錠剤の漢方薬や、1シートが10錠じゃない薬のピッキング&鑑査に最高の機能だと思います。
業務効率化間違いなしです。
薬剤師電卓の値段
もう一度改めて値段を見ると
税込5,500円
楽天やアマゾンなど、ショッピングサイトによってはもう少し安いところもあります。
一般的な単純機能のポケット電卓が1,000円以下で購入できることを考えると、だいぶ破格のお値段と言えます。
電卓の中ではかなり高額な部類に入るのではないでしょうか。
薬剤師電卓は買いかどうか

値段も安くないので、本当に便利計算ツールに5,500円の価値があるかどうかが気になりますよね。

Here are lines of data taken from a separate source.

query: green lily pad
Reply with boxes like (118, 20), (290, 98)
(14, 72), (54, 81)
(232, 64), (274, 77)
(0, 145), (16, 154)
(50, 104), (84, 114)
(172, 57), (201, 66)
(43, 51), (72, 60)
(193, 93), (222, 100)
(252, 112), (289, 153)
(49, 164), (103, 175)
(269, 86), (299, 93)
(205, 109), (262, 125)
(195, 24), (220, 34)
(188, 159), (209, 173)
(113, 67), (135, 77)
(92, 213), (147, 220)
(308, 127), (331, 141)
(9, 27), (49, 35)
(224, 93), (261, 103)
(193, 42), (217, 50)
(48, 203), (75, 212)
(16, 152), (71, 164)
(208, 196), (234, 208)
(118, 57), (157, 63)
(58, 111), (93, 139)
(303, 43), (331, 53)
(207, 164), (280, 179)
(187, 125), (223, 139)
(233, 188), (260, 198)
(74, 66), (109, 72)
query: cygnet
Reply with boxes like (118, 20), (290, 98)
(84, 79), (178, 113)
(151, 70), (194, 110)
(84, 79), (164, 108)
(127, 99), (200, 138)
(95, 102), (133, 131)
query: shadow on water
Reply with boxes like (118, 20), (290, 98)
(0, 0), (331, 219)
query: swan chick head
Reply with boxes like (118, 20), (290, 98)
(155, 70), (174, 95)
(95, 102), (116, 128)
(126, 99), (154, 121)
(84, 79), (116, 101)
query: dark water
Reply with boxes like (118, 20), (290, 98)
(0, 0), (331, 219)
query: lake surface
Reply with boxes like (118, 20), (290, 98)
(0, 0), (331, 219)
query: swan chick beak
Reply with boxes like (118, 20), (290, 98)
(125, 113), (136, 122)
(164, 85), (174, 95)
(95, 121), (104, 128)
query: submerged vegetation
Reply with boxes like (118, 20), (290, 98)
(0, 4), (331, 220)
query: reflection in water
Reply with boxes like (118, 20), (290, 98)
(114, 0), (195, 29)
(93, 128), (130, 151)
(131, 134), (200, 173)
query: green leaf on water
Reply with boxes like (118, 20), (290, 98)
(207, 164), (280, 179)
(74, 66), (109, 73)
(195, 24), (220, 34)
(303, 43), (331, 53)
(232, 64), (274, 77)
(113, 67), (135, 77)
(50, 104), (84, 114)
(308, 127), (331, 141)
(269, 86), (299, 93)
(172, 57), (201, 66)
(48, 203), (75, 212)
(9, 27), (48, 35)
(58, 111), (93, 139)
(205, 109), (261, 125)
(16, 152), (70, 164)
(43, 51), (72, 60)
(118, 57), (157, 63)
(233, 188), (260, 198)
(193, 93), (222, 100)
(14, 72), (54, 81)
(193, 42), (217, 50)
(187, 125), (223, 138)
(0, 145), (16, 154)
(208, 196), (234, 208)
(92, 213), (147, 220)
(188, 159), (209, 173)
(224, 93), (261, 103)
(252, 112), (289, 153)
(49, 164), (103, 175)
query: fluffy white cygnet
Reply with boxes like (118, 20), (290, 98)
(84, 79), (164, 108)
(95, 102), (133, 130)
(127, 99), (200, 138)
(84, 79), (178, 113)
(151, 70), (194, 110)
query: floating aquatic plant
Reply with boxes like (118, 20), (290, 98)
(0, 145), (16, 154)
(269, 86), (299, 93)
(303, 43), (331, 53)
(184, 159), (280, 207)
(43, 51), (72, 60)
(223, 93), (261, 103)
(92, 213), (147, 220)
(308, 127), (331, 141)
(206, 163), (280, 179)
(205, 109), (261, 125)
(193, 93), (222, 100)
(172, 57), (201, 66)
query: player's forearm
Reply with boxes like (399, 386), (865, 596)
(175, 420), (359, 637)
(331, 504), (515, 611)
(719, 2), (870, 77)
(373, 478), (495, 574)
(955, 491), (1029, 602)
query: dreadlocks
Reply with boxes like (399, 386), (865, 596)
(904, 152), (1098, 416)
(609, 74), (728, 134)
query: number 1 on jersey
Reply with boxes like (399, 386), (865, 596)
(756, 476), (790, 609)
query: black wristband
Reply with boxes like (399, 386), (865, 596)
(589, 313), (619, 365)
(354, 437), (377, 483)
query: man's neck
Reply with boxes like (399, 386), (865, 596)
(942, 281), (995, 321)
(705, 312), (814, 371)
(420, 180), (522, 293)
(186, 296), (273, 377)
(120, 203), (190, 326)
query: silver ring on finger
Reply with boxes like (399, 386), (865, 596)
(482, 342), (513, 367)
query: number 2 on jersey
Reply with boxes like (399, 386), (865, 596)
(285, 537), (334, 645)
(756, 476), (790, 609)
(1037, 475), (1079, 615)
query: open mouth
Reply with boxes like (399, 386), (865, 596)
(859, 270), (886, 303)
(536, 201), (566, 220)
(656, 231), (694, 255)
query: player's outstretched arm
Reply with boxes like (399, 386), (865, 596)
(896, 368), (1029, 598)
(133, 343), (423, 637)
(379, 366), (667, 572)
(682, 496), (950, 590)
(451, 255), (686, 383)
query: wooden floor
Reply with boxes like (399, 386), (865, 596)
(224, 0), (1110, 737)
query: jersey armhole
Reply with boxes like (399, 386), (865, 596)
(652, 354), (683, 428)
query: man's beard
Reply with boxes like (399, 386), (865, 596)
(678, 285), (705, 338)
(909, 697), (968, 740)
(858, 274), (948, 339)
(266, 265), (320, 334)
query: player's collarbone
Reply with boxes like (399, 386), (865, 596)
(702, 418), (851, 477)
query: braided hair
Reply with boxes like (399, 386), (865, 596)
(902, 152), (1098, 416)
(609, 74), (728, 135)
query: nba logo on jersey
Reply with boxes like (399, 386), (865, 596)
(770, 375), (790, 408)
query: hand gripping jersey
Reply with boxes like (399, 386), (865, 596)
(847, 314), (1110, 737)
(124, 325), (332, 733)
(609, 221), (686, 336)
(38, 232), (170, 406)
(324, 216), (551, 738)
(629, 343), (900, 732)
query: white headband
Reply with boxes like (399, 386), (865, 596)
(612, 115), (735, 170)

抗菌加工がどの程度か分からないという理由から、ひとまず抗菌加工やポケットサイズの特徴は抜きに考えてみました。
先ほどの検証結果をまとめると
- 重宝する→日数計算、余り計算
- そこそこ使うかも→力価計算
- 便利だけど使用頻度少なめ→体表計算、腎機能計算
- 全然使わなさそう→BMI計算、標準体重計算、散薬鑑査計算
悩ましいです。
実質
『日数計算と余り計算のためにこれだけの値段を電卓に出せるかどうか。』
にかかっていると思います。
これは各々の判断になるかなと思います。
個人的にはすごく迷うけど、購入はありかなと思います。
「普段日数計算と余り計算にかける時間を年単位のトータルで考えたら、この電卓での業務効率化でペイできるんじゃないか」
と考えました。
あとは勤務先によって、その他の計算機能で使用頻度が多いものがあれば、もちろんそれも加えて考慮したらいいと思います。
こうして今回電卓が壊れてみて改めて調べてみましたが、
「身近な人が使っている」「先輩のおすすめ」
など無い限り、なかなか“薬剤師電卓”の存在自体を知ることが難しいと思います。
普段何気なく使っている電卓一つでも業務効率化のヒントが隠れているかもしれません。